Bingo: When Aunt Jennie Left for Seattle

On the back, one of the girls has written “my present domicile” and on the front, the date is 1918, the year other photos showed them at the train station, ready for the move.

I glanced at some of the other unidentified Culver photos to see if this apartment building (I assume it is apartments) shows up. Only one other photo with square brick columns shows up, but it can’t be of the same building. See here:

Notice what confuses me here. The square brick column, the white round column–the same as the first photo, right? But the white siding in the second photo is not in the first photo, right again?

I will say the age seems right for Seattle in this photo. The more I look at the Culver photos, the more Kalamazoo photos I suspect might be in the collection.

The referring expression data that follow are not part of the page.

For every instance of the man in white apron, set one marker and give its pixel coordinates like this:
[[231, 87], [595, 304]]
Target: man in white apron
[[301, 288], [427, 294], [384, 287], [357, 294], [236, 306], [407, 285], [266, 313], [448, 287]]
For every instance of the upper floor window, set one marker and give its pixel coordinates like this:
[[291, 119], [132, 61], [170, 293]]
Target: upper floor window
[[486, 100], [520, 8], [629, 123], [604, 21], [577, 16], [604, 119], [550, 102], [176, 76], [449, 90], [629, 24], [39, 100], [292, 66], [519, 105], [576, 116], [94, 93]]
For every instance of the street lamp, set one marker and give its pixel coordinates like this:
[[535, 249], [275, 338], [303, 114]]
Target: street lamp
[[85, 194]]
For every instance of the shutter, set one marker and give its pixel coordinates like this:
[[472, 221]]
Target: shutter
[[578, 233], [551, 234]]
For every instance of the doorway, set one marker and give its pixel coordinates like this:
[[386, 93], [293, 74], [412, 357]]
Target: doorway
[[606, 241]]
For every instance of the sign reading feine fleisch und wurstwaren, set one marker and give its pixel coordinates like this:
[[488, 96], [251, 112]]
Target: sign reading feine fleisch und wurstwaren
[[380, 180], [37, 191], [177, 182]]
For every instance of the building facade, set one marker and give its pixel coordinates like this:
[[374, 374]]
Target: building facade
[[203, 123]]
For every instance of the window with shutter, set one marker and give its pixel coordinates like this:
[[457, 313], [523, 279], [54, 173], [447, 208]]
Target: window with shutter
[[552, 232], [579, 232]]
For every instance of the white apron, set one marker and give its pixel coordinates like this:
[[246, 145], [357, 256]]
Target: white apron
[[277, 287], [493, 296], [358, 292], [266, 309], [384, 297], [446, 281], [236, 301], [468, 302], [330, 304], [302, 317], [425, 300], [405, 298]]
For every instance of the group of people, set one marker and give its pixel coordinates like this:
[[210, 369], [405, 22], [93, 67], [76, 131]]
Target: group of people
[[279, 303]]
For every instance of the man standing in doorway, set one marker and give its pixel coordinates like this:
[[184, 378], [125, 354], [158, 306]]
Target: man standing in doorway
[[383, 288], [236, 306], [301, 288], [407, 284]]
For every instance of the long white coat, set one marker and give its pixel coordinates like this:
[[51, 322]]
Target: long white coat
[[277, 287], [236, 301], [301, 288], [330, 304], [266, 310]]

So who wrote “my present domicile” on this photograph? It wasn’t Jennie because the scrapbook and its photos clearly belonged to one of the daughters.  My confusion began with information I noticed that I wrote about in this post:Who Went Where When?. According to the newspaper, Rhea, the stenographer, moved to Seattle mid-August 1918. Jennie and Lela were not mentioned. But at some point Jennie and Lela did move to Seattle and lived there the rest of their lives. Somewhere around 1918. And Rhea did, too, except that in 1920 she was “spotted” living in Kalamazoo (see my post).

Can I assume that Rhea did go to Seattle August 20 as the newspaper and photograph verify? And that “my present domicile” was where Rhea lived? If so, can I conclude that the scrapbook belonged to Rhea. And that this photo I posted earlier was, in fact, Rhea in the plaid?

Is the handwriting on the above photo, the same as on the back of the first photograph I posted here?

Barely any letters to compare. They each have a final “le”–in Seattle and domicile. While nobody’s handwriting is completely consistent, are these in the bounds of what could be written by the same person? I will say there is a similarity to MY handwriting, weirdly. Both Miss Culver and I produce the triangular Ts of Emily Dickinson.

As usual, I manage to produce more questions than answers. This is becoming a disturbing trend!